A ficção nasceu da necessidade do ser humano de ir além daquilo que lhe é oferecido no presente. É por meio dela que desenvolve-se um campo no qual somos capazes de superar o mundo real e suas limitações, sejam elas de natureza física, mental, ideológica ou sistêmica. 


Com o tempo, a ficção desenvolveu diversos caráteres, dos quais dois em particular nos servirão de objeto de análise neste texto. O primeiro é o caráter antecipatório, vanguardista, a certos movimentos e organizações sociais, seja para incitar o pensamento crítico e gerar uma reflexão coletiva, seja para escancarar padrões e comportamentos datados, dando luz à parcelas invisibilizadas da população, preconceitos arraigados e estruturas de manutenção de desigualdades como um todo. Tomo a liberdade de simplificar este caráter como progressista, entre várias aspas, para efeitos de exemplificação. 


O segundo, trata-se de uma vertente da ficção bastante dicotômica à anterior, na qual há uma exacerbada idealização da realidade, na qual criam-se e disseminam-se parâmetros e expectativas irreais e inalcançáveis sobre diversos aspectos da vida, o que automaticamente inferioriza, despreza e zomba de tudo o que não corresponder ao que foi determinado e supervalorizado como padrão, seja ele estético, financeiro, intelectual, moral, entre outros.
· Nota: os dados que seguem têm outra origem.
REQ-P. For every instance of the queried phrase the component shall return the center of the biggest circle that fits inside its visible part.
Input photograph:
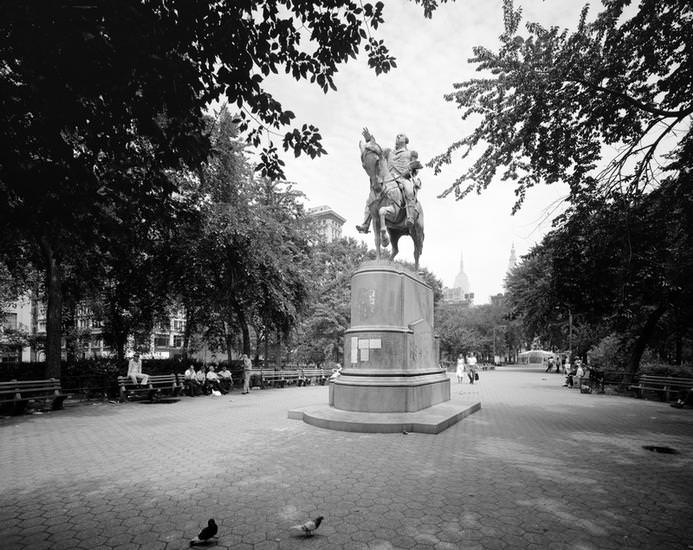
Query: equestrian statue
(392, 204)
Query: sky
(431, 55)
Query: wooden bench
(314, 376)
(19, 393)
(278, 378)
(668, 387)
(156, 384)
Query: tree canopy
(596, 107)
(607, 109)
(101, 102)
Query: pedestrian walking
(460, 368)
(247, 368)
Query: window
(10, 321)
(161, 341)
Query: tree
(98, 103)
(320, 335)
(238, 256)
(557, 103)
(607, 109)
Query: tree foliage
(595, 107)
(320, 334)
(100, 102)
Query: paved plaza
(540, 467)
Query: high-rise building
(327, 223)
(460, 289)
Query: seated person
(225, 380)
(135, 370)
(685, 399)
(213, 380)
(201, 380)
(191, 386)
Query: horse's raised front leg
(383, 228)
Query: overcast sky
(431, 55)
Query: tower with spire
(512, 262)
(460, 289)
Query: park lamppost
(570, 332)
(494, 340)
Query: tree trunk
(53, 310)
(118, 334)
(72, 338)
(245, 331)
(228, 338)
(643, 338)
(278, 357)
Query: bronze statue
(392, 204)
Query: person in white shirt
(213, 380)
(460, 369)
(190, 381)
(225, 379)
(135, 370)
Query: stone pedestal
(390, 353)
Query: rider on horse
(403, 166)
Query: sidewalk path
(538, 467)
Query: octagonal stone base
(389, 393)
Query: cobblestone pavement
(539, 467)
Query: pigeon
(309, 526)
(206, 534)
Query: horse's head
(374, 163)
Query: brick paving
(538, 467)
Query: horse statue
(386, 204)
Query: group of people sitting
(205, 381)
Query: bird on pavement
(309, 526)
(206, 534)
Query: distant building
(498, 299)
(512, 261)
(327, 223)
(23, 325)
(459, 293)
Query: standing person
(549, 363)
(190, 381)
(460, 368)
(135, 370)
(473, 373)
(226, 379)
(201, 379)
(247, 367)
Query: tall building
(26, 320)
(460, 289)
(327, 223)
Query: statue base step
(388, 393)
(432, 420)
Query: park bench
(157, 384)
(314, 376)
(667, 387)
(18, 393)
(278, 378)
Simplificando novamente, podemos chamar este de caráter excludente, já que seu resultado vai na contramão da abrangência e da inclusão.


No mundo globalizado, o acesso e o consumo de ficção foi facilitado, mas o poder de produzir de distribuir ficção de grande alcance se manteve restrito, o que nos obrigava a lidar com ondas alternadas entre produções progressistas e excludentes, sendo que ditavam como certos temas eram, ou não, discutidos pela opinião pública.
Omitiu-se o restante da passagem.